Jaitley said state-run oil retailers such as IOC, HPCL, BPCL would also bring down gasoline and diesel prices by Rupee 1/liter across the country.
"The combined relief to a consumer will be Rupees 2.5/liter," the minister said.
In Delhi Thursday, gasoline was priced at Rupee 84/liter while diesel sold at Rupee 75./liter.
Jaitley said the price cut would be made effective across the country with immediate effect.
He said the overall relief announced in the form of Rupees 2.5/liter price cut would be revenue neutral, as the country has widened its base for direct tax revenue.

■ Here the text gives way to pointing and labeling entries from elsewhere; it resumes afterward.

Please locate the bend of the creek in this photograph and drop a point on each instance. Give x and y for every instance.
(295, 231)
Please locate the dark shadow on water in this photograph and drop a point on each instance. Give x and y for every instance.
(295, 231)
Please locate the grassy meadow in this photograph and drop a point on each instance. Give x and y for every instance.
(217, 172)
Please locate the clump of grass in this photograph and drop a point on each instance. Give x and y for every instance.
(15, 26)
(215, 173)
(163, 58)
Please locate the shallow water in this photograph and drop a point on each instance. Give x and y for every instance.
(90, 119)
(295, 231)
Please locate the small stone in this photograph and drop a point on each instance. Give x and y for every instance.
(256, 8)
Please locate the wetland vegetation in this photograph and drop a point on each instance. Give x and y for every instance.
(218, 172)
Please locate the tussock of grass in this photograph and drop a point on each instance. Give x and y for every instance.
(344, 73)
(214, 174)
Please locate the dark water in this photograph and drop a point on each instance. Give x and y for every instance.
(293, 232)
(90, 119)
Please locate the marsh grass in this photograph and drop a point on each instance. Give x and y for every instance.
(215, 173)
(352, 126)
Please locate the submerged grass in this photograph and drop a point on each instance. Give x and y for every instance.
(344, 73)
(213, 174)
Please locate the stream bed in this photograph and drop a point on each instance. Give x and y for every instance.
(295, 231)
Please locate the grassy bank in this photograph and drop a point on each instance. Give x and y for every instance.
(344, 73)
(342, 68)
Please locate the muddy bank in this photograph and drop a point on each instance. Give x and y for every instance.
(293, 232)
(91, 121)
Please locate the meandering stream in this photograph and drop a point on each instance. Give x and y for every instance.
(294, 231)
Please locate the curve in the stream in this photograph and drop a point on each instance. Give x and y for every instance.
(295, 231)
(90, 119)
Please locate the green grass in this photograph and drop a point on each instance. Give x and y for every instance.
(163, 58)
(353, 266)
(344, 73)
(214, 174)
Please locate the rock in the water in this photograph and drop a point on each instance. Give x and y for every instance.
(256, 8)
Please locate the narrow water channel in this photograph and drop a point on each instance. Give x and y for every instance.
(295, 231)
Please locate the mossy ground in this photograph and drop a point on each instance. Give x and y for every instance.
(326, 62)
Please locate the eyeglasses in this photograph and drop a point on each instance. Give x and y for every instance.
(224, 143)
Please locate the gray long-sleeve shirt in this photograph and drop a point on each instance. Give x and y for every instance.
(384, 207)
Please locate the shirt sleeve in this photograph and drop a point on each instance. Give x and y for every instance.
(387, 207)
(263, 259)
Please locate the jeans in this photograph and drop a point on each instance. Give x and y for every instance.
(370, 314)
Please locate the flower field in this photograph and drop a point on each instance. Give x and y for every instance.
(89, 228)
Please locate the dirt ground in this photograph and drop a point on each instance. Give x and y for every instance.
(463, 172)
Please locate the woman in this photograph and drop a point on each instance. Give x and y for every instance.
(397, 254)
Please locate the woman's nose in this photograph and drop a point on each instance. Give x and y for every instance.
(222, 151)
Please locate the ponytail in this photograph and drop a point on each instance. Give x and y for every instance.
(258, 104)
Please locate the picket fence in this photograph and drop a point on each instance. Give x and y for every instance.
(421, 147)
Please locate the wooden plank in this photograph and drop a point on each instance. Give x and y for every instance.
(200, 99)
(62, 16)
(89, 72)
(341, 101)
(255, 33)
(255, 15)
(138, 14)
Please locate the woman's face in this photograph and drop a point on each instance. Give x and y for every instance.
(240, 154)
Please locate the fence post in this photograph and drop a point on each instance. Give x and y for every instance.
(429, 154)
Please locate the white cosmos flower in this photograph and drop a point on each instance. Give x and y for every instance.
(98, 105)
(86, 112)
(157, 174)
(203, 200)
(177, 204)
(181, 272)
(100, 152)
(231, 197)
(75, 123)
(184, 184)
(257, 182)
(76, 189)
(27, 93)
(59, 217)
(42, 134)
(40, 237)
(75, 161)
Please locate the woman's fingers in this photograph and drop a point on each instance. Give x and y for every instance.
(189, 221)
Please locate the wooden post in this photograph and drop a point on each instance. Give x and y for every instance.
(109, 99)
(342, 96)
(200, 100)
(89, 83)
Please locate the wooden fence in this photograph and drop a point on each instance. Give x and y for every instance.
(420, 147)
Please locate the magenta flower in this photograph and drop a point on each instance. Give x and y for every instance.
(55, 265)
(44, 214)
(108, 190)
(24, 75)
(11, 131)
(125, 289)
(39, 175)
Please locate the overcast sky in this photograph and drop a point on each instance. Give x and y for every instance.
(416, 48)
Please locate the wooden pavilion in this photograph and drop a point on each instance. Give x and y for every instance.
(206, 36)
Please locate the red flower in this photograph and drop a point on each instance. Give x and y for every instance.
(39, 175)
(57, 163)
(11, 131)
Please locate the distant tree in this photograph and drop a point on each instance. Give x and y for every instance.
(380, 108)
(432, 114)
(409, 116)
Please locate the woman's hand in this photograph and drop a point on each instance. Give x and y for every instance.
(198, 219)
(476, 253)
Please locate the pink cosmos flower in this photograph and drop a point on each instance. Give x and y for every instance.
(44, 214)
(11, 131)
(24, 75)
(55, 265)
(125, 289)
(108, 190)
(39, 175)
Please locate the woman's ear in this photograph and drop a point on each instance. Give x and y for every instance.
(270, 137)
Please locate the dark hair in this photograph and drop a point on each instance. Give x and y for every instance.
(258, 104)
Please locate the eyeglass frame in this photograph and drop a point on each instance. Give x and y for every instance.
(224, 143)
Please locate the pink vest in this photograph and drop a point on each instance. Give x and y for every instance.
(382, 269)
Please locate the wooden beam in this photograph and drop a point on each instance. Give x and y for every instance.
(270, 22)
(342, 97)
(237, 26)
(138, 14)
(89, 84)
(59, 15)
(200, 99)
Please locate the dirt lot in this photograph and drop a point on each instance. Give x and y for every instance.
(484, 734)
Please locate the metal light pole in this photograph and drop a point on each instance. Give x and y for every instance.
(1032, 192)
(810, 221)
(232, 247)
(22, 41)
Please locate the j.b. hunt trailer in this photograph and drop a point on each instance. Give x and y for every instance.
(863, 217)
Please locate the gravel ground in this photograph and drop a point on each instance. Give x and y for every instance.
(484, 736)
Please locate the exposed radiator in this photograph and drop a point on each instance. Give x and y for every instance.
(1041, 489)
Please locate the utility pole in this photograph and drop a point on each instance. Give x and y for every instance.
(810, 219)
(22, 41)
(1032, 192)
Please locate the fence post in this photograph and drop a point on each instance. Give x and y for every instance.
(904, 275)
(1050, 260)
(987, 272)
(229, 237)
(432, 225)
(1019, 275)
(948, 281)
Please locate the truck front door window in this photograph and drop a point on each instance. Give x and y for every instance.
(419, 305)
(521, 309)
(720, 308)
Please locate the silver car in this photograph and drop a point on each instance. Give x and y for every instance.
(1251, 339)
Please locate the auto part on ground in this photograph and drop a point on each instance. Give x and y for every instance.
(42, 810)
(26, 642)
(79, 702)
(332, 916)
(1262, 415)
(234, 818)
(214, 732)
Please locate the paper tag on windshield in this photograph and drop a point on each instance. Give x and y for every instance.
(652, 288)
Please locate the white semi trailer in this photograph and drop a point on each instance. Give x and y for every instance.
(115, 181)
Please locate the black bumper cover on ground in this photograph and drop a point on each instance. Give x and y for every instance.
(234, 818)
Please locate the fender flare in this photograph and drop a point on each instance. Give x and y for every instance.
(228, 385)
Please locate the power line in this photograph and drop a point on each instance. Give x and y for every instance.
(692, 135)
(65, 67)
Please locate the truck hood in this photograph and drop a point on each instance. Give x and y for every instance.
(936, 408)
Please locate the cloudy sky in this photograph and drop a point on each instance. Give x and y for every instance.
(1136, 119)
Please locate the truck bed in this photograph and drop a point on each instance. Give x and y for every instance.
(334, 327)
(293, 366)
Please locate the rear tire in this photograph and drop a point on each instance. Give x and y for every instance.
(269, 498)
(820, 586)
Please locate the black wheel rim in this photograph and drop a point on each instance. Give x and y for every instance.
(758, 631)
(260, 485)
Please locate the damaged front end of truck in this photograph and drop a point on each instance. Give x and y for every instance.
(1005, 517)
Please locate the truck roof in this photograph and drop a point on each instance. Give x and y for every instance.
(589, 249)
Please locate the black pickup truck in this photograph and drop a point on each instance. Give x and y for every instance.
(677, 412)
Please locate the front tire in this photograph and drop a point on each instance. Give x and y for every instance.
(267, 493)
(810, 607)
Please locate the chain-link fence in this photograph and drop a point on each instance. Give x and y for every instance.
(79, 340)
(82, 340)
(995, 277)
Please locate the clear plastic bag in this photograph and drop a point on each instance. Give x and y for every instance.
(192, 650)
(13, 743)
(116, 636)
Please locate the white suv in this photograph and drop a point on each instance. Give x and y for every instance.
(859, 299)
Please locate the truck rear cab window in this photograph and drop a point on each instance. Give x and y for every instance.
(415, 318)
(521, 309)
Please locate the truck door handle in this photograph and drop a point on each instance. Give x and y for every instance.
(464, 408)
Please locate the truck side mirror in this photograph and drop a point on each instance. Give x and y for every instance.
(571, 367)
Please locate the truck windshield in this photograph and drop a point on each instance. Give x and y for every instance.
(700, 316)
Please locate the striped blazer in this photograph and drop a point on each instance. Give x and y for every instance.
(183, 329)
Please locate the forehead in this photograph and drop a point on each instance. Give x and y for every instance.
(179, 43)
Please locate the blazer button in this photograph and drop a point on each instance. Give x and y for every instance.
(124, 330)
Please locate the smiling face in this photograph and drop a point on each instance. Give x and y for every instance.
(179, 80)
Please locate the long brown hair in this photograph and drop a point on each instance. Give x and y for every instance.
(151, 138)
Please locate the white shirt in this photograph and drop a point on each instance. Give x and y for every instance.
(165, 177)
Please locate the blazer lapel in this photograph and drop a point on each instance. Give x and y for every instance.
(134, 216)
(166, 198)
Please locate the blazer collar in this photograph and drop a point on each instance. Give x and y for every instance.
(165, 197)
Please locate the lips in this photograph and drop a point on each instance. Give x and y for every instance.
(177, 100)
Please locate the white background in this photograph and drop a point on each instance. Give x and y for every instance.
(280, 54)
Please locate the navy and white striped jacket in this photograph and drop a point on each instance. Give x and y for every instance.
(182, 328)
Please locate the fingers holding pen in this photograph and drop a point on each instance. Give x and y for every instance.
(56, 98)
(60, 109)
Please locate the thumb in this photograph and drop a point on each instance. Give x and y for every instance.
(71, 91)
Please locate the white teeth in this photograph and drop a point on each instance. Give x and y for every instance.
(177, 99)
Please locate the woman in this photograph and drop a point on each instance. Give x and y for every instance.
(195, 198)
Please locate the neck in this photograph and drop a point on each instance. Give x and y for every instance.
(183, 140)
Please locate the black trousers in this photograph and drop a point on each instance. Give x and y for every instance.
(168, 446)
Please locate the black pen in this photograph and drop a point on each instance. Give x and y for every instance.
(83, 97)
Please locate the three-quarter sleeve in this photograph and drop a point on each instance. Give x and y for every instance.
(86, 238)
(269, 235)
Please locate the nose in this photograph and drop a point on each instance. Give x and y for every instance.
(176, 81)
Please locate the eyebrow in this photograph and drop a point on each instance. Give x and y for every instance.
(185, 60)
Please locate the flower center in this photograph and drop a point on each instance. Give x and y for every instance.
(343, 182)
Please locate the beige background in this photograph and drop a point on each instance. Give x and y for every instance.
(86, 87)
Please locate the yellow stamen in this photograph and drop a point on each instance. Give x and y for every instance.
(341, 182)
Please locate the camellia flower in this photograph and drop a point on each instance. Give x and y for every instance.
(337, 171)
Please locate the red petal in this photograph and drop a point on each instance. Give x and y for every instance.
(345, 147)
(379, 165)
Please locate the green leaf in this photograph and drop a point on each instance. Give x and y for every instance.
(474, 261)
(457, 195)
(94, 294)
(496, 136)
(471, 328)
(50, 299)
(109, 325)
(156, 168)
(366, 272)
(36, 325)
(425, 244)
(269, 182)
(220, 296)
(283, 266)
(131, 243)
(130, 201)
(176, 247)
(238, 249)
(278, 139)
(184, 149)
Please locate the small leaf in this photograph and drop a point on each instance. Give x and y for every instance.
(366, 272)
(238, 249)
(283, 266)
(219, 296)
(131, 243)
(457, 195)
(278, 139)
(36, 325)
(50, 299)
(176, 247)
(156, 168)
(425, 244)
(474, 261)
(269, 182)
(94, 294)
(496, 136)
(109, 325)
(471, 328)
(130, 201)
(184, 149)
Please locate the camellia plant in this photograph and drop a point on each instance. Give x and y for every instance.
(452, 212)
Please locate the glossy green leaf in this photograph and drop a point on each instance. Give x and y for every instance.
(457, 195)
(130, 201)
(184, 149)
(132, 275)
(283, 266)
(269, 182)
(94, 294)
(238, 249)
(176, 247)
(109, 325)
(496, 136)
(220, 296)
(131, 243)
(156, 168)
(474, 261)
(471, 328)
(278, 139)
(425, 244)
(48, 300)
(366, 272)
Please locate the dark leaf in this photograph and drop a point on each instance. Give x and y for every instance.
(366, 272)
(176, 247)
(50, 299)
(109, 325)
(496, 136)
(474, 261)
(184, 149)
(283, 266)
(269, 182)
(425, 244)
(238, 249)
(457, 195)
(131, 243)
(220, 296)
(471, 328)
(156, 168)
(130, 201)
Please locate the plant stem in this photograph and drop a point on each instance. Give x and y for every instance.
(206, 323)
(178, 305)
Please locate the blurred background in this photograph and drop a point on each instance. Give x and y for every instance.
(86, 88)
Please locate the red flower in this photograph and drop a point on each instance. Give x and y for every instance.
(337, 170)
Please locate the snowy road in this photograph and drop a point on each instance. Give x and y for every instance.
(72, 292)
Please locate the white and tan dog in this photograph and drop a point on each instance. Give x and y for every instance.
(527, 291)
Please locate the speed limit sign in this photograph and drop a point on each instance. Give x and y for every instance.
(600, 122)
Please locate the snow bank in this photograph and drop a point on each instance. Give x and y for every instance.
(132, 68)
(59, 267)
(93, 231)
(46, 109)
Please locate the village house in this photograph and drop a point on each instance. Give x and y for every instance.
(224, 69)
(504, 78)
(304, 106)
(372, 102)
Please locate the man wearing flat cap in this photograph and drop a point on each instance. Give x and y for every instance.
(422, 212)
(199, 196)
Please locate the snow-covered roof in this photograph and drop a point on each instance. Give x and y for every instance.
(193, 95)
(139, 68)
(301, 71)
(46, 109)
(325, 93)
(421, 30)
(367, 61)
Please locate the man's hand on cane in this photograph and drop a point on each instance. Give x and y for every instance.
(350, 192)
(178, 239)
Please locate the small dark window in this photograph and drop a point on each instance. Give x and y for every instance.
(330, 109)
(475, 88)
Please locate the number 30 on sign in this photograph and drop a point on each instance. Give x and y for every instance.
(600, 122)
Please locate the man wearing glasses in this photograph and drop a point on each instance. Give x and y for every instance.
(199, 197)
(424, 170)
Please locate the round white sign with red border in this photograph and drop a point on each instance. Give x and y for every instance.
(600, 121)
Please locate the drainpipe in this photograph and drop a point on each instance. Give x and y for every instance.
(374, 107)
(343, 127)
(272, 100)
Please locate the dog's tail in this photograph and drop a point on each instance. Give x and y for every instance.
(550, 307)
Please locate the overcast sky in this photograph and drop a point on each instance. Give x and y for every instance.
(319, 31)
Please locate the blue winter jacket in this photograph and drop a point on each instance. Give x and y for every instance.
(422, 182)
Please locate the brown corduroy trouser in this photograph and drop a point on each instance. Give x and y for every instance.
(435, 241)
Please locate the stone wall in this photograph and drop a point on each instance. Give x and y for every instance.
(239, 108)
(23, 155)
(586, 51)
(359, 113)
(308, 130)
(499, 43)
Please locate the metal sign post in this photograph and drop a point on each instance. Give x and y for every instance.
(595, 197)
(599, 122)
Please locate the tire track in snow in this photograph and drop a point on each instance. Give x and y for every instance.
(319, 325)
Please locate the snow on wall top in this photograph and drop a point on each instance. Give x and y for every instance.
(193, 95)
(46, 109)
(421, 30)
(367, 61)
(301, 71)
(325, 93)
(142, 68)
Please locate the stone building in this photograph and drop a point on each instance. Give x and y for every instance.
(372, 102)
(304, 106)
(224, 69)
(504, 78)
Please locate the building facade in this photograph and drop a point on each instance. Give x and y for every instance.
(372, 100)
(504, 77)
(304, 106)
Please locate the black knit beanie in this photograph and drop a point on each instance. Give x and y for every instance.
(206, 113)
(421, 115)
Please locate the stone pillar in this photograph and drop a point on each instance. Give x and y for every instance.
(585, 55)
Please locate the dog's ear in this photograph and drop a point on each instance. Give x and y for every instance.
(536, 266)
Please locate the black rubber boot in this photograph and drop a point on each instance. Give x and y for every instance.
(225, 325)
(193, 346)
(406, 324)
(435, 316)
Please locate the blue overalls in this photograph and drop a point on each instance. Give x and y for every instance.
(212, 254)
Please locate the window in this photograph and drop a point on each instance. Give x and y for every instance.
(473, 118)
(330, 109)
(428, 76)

He added that the relief to the consumer would not increase the existing fiscal deficit target of 3.3% for the current fiscal year (2018-19) as the government's direct tax revenue collection rose in the fiscal first half, to September.
India's fiscal year runs from April to March.
The minister said India's states can also extend an equivalent relief on retail fuel prices by lowering local taxes.
"I will write to all the state governments to lower local taxes so that total relief to a consumer amounts to Rupee 5/liter," he said.
Just after Jaitley's announcement, two provinces -- Gujarat and Maharashtra -- announced such a move, giving consumers of gasoline and diesel a total relief of Rupee 5/liter on retail prices.
These two provinces are ruled by Jaitley's own party, Bharatiya Janta Party (BJP).
Jaitley said the tax relief announced by the federal government would have a negligible 0.05% impact on the overall fiscal deficit as increased revenue collection from direct taxes has provided a cushion against any widening of the fiscal deficit target.
Jaitley said the global crude price scenario was unpredictable due to the situation with Iran and uncertainty over OPEC's decision to raise production, calling the uncertainty bad for consuming nations like India.
"We are a net buyer and therefore buyers do suffer," Jaitley said.
India, the world's third-biggest energy consumer, meets its 80% of fuel demand via imports.
The minister said state-run oil retailers would continue with the practice of revising fuel prices on a fortnightly basis despite the recent rise in global crude prices.
"We are not going back to deregulation of oil prices as oil marketing companies will continue with the practice of price revision on a fortnightly basis," he said.